Basil Desmond Neame CBE (14 October 1921 – 25 February 2010) was a Kentish fruit grower and farmer.

== Life and farming ==
Basil Desmond Neame was a farmer and fruit grower in Kent, and an active figure in the agricultural industry. He was born in Kilburn, London in 1921 and died in Tankerton, Kent in 2010. He was educated at Cheltenham College and the Royal Agricultural College. He was the first son of Sir Thomas Neame and the British contralto Astra Desmond CBE. He was the nephew of Sir Philip Neame.

Neame was involved in fruit growing activities in Kent and across the South East for several decades between the late 1940s and the 1990s.

=== Early career ===
After studying at Cheltenham and the Royal Agricultural College Basil Neame served in the Royal Engineers and Madras Sappers and Miners in India, Burma and Malaysia from 1941 to 1946. He was mentioned in despatches and achieved the rank of Major at Bangalore.
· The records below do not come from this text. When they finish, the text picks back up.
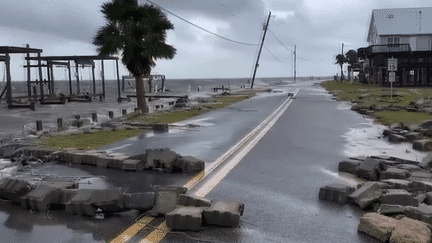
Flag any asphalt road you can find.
[162,80,378,243]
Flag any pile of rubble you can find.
[383,121,432,151]
[0,143,205,174]
[0,178,244,230]
[319,153,432,243]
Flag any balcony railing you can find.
[358,44,411,57]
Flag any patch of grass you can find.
[375,111,432,125]
[47,129,141,150]
[131,92,256,123]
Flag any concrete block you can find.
[203,201,244,227]
[381,189,418,207]
[338,160,361,174]
[377,204,406,215]
[413,139,432,151]
[390,217,431,243]
[157,148,179,173]
[405,132,422,142]
[396,164,423,172]
[165,207,203,231]
[358,213,397,242]
[387,134,408,143]
[177,194,212,207]
[122,159,144,171]
[405,205,432,224]
[381,179,412,190]
[0,178,33,204]
[318,183,355,203]
[125,192,156,210]
[380,167,409,180]
[348,182,383,209]
[182,156,205,174]
[418,153,432,169]
[145,149,163,169]
[71,152,85,164]
[21,186,55,212]
[96,155,112,168]
[356,157,384,181]
[91,189,125,213]
[150,191,178,216]
[408,171,432,181]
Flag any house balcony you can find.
[357,44,411,59]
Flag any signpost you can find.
[387,57,397,100]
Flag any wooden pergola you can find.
[0,44,43,109]
[25,55,121,100]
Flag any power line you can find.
[264,45,282,63]
[146,0,259,46]
[269,28,292,53]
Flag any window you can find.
[387,36,400,45]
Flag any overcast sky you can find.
[0,0,432,80]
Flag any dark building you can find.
[358,8,432,86]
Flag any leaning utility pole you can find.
[294,45,297,83]
[251,11,271,89]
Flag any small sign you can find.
[387,58,397,72]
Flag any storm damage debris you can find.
[319,153,432,242]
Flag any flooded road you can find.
[0,79,425,242]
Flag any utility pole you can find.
[294,45,297,83]
[341,43,343,83]
[251,11,271,89]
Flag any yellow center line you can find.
[140,89,299,243]
[110,217,153,243]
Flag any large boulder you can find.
[390,217,431,243]
[318,183,354,203]
[356,157,384,181]
[348,182,382,209]
[358,213,397,242]
[418,153,432,169]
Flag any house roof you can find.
[368,7,432,41]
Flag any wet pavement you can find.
[0,79,424,242]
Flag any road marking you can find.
[111,88,299,243]
[110,217,153,243]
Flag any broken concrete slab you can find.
[387,133,408,143]
[413,139,432,151]
[125,192,156,210]
[150,190,178,217]
[405,205,432,224]
[318,183,355,203]
[358,213,397,242]
[338,160,361,174]
[21,186,55,212]
[356,157,384,181]
[390,217,431,243]
[381,189,418,207]
[203,201,244,227]
[165,207,204,231]
[122,159,144,171]
[381,179,411,190]
[380,167,409,180]
[0,178,33,204]
[178,156,205,174]
[177,194,211,207]
[377,204,406,215]
[418,153,432,169]
[348,182,383,209]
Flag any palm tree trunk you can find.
[135,75,149,114]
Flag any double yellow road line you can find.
[111,88,299,243]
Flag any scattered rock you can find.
[358,213,397,242]
[390,217,431,243]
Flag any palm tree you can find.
[335,54,346,83]
[93,0,176,113]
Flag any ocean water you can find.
[0,77,319,140]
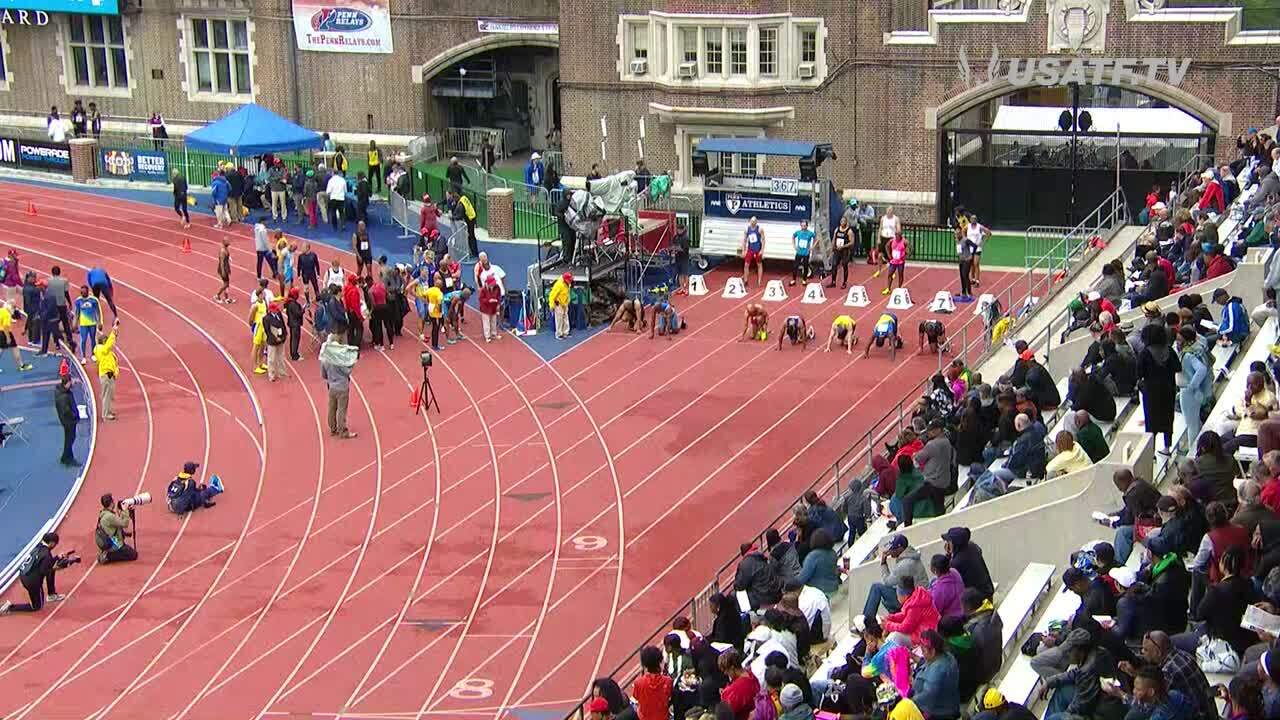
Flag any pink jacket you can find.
[883,588,941,644]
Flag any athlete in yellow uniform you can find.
[826,315,858,355]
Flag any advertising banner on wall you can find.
[293,0,392,54]
[0,137,72,173]
[102,150,169,182]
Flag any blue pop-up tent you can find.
[186,104,324,156]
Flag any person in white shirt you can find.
[325,173,347,232]
[965,214,991,286]
[872,205,902,278]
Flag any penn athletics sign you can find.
[956,46,1192,88]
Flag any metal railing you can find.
[444,128,507,158]
[566,188,1128,720]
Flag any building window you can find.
[703,27,724,76]
[191,18,253,95]
[631,23,649,60]
[800,28,818,63]
[728,27,746,76]
[680,27,698,63]
[760,27,778,77]
[67,15,129,90]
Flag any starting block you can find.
[845,284,872,307]
[689,275,707,295]
[929,290,956,314]
[973,292,996,318]
[721,277,746,300]
[764,281,787,302]
[888,287,911,310]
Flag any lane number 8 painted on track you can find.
[449,678,493,700]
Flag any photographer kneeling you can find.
[93,493,138,565]
[165,462,223,515]
[0,533,81,615]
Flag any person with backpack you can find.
[165,460,223,515]
[0,533,71,615]
[93,493,138,565]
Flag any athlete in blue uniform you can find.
[791,220,814,284]
[742,215,764,286]
[863,313,902,357]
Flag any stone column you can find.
[485,187,516,240]
[70,137,97,182]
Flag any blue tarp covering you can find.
[698,137,818,158]
[186,104,324,156]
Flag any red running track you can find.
[0,178,1015,720]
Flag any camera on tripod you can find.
[120,492,151,510]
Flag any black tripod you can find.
[413,368,440,415]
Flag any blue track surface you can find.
[0,350,95,576]
[4,177,605,360]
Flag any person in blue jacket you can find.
[86,265,119,318]
[1176,325,1213,445]
[1213,287,1249,345]
[209,173,232,228]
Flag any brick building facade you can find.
[0,0,1280,215]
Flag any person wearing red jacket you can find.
[479,274,502,342]
[342,273,365,347]
[881,575,941,646]
[1196,170,1226,215]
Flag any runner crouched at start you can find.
[778,315,813,350]
[739,302,769,342]
[609,297,645,333]
[827,315,858,355]
[863,313,902,357]
[916,320,947,355]
[649,297,685,340]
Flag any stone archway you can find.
[925,77,1231,136]
[413,33,559,85]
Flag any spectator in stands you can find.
[1176,325,1213,442]
[1110,468,1160,565]
[764,528,800,584]
[631,641,680,720]
[1044,430,1093,479]
[718,650,760,720]
[1041,628,1114,720]
[1138,325,1181,455]
[902,419,955,527]
[1213,287,1249,345]
[882,575,940,646]
[733,542,782,611]
[1023,350,1062,413]
[863,533,928,619]
[888,451,942,519]
[929,555,964,618]
[798,528,840,594]
[911,630,961,720]
[960,588,1005,684]
[1064,410,1111,462]
[1066,368,1116,423]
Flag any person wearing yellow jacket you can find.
[93,320,120,420]
[547,273,573,338]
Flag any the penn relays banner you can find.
[293,0,392,54]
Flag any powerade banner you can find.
[293,0,392,54]
[102,150,169,182]
[703,190,812,223]
[0,0,120,16]
[0,137,72,173]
=== Fruit growing activities ===
Joining the family farming business in 1947, for the next five decades he was engaged in fruit growing, arable farming and hop growing across a number of farms including Macknade and Westwood Farms near Faversham and Harefield in Selling.

Neame was extensively involved in fruit growing and farming activities beyond his farm, holding a range of key posts in research agricultural training. Former East Kent Fruit Society chairman David Simmons referred to him as godfather to the fruit industry.

Key roles included:
- Chairman of NFU (National Farmers Union) Kent branch in 1956
- Governor of Hadlow College from 1959 to 1985
- Member of Committee – Further Education for Agriculture (Advisory Council) – 1964
- First Chairman of the Agricultural Training Board in 1966
- Governor of Wye College from 1971 to 1987
- First Chairman of the Kent Farming and Wildlife Advisory Group in 1978
- Member of the APRC (Apple and Pear Research Council) Council and Breeding and Varietal Development Advisory Committee.
- Trustee of the East Malling Trust for Horticultural Research/ East Malling Research centre
- Director of East Kent Packers Ltd from 1970–1992, being Chairman from 1973 to 1980, and President from 1994.

His achievements were acknowledge in 1970 when he was appointed CBE.

=== Other local activities ===
Basil Neame was the second President of Macknade Cricket Club until his death in 2010.

He was also an avid naturalist and a vice-president of the Kent Wildlife Trust.

== Family ==
In 1948, Neame married Stella Roe. They had four children. After the death of his wife in 1991 he was remarried in 1997 to Ann Partis.

Basil Neame died at the age of eighty-eight on 25 February 2010.